Sementara itu, pemilu lokal akan mencakup pemilihan gubernur dan wakil gubernur, bupati dan wakil bupati, wali kota dan wakil wali kota, serta anggota DPRD provinsi dan kabupaten/kota.

MK menyatakan bahwa pelaksanaan serentak dalam satu waktu untuk seluruh jenis pemilu menimbulkan banyak persoalan, seperti beban berat penyelenggara pemilu, penurunan kualitas tahapan, serta kerumitan logistik dan teknis.

“Terutama berkaitan dengan kemampuan untuk mempersiapkan kader partai politik dalam kontestasi pemilihan umum,” kata Hakim Konstitusi Arief Hidayat.
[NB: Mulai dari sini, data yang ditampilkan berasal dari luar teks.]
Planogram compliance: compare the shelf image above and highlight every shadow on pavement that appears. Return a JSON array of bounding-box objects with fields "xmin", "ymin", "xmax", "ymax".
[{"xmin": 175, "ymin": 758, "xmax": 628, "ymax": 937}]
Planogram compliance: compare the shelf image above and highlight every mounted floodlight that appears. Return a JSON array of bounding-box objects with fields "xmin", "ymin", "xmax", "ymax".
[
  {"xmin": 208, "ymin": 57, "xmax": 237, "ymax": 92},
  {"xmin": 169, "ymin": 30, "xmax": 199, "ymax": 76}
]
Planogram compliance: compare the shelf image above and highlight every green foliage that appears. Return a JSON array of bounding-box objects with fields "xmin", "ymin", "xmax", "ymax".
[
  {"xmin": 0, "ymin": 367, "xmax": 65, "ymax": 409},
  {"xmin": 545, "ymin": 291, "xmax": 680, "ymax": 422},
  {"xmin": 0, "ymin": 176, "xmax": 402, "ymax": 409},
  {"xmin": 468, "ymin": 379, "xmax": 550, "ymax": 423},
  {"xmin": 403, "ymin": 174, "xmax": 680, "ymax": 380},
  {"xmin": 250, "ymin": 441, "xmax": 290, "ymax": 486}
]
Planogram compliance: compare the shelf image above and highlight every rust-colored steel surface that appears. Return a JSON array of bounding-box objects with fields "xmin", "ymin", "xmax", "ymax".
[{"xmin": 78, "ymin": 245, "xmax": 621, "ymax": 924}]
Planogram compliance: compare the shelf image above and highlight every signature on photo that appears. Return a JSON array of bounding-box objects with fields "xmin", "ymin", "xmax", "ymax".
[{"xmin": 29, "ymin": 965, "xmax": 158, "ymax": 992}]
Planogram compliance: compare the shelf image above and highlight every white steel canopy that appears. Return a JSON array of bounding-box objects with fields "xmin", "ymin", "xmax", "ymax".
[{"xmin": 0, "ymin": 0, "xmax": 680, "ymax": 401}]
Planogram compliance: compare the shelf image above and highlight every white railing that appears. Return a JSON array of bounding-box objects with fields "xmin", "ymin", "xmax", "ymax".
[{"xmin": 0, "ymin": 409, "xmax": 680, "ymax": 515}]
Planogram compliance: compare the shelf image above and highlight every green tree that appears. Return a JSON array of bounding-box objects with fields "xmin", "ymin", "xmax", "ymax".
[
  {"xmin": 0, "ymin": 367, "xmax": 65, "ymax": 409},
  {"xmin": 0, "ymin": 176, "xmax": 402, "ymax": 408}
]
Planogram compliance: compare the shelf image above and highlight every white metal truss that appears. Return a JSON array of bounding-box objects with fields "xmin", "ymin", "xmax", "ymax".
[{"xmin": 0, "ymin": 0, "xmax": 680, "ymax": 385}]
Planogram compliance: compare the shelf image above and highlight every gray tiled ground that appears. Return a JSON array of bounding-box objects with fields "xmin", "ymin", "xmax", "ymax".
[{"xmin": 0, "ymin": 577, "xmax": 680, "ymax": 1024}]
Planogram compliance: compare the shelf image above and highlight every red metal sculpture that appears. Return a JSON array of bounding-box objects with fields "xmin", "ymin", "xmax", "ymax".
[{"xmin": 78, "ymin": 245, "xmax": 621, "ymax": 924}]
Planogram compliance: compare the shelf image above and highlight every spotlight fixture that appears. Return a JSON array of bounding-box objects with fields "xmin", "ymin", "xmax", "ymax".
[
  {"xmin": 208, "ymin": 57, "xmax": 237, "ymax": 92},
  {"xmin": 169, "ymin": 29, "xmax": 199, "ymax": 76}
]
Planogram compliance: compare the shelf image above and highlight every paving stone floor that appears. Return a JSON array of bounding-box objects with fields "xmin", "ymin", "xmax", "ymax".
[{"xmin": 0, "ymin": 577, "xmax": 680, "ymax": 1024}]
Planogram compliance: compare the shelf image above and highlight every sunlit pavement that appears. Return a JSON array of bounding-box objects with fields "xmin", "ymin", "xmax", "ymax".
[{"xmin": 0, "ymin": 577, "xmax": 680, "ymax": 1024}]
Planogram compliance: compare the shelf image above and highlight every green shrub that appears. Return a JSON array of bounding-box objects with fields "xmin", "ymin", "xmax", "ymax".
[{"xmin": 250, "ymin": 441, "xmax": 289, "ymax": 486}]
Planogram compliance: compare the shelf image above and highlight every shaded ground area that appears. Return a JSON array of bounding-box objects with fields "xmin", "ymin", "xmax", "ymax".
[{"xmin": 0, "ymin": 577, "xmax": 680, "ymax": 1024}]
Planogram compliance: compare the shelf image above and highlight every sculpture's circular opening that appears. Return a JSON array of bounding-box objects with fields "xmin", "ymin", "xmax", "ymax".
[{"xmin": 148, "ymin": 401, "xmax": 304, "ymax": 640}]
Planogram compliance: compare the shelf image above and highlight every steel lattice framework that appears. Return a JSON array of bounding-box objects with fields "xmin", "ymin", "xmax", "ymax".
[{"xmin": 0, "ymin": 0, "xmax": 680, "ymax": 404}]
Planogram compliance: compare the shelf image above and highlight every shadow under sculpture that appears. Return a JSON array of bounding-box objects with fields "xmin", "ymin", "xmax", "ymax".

MK menilai ketentuan dalam Pasal 167 ayat (3) dan Pasal 347 ayat (1) UU Pemilu, serta Pasal 3 ayat (1) UU Pilkada, bertentangan dengan UUD 1945 jika dimaknai sebagai kewajiban melaksanakan seluruh pemilu pada waktu yang sama.

Karena itu, MK memberi penafsiran baru bahwa pemungutan suara dilakukan dalam dua tahap: pertama untuk pemilu nasional, lalu beberapa waktu setelahnya untuk pemilu lokal.

Norma-norma lain terkait teknis pelaksanaan pemilu juga wajib disesuaikan dengan penafsiran baru MK tersebut.